Record number of car owners extending COEs
Experts cite gloomy macroeconomic outlook, lower depreciation as reasons
More car owners are choosing to keep their vehicles beyond 10 years, with the total number doing so in the first five months of the year hitting another record.
Figures released by the Land Transport Authority showed that 14,343 car certificates of entitlement (COEs) were revalidated - or extended - from January to May.
This was 1.1 per cent more than what was already a record number at the same time last year.
Car owners can choose to extend the lifespan of their vehicles beyond 10 years by paying a prevailing quota premium, which is an average of COE prices in the preceding three months.
As in the past, those who revalidated COEs in the first five months of this year were mostly owners of smaller cars.
And most of them chose to extend by five years instead of the full 10 years.
But, this time, the growth came from owners of bigger cars. For this group, more owners chose to extend by 10 years instead of five.
If the revalidation trend continues, the number of renewed car COEs is poised to surpass last year's record of 29,531.
This has already led to fewer fresh COEs released for bidding.
Supply of certificates for car buyers will dip 2.8 per cent in the August to October quota period to 7,280 a month.
Nanyang Business School Adjunct Associate Professor Zafar Momin said consumers were choosing to extend their COEs because of a gloomier macroeconomic outlook and uncertainty caused by developments such as the Donald Trump presidency in the United States and Brexit.
The trend will grow stronger, even if the economy improves.Singapore University of Social Sciences transport researcher Park Byung Joon
"I believe many consumers, especially those who are cash-strapped, will lean towards hanging on to their cars rather than taking on new loans," he said.

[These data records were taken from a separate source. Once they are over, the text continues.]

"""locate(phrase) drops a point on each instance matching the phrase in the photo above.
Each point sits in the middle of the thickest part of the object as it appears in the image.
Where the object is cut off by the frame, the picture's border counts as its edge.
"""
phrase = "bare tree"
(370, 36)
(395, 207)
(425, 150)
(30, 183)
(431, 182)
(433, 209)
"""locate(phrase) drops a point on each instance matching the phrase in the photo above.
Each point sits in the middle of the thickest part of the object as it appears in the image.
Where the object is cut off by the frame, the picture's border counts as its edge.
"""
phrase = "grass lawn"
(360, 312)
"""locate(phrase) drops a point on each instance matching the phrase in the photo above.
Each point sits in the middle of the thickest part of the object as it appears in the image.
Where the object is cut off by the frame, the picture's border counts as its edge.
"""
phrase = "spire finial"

Singapore University of Social Sciences transport researcher Park Byung Joon said revalidating a COE instead of buying a new car made "good economic sense".
He said this was because the annual depreciation of a revalidated car is lower than that for a new car and that the quality of cars has generally improved.
"The trend will grow stronger, even if the economy improves," he said.
Mr Julian Kho, 32, editor of automotive retail portal sgCarMart, recently renewed the COE of his Honda Civic Type R by 10 years.
"The depreciation is only $8,400 a year," he said.
"This is significantly lower than buying a new car that is as fun and powerful as the Type R."
A new Civic Type R, to be launched soon, is estimated to have an annual depreciation of nearly $17,000.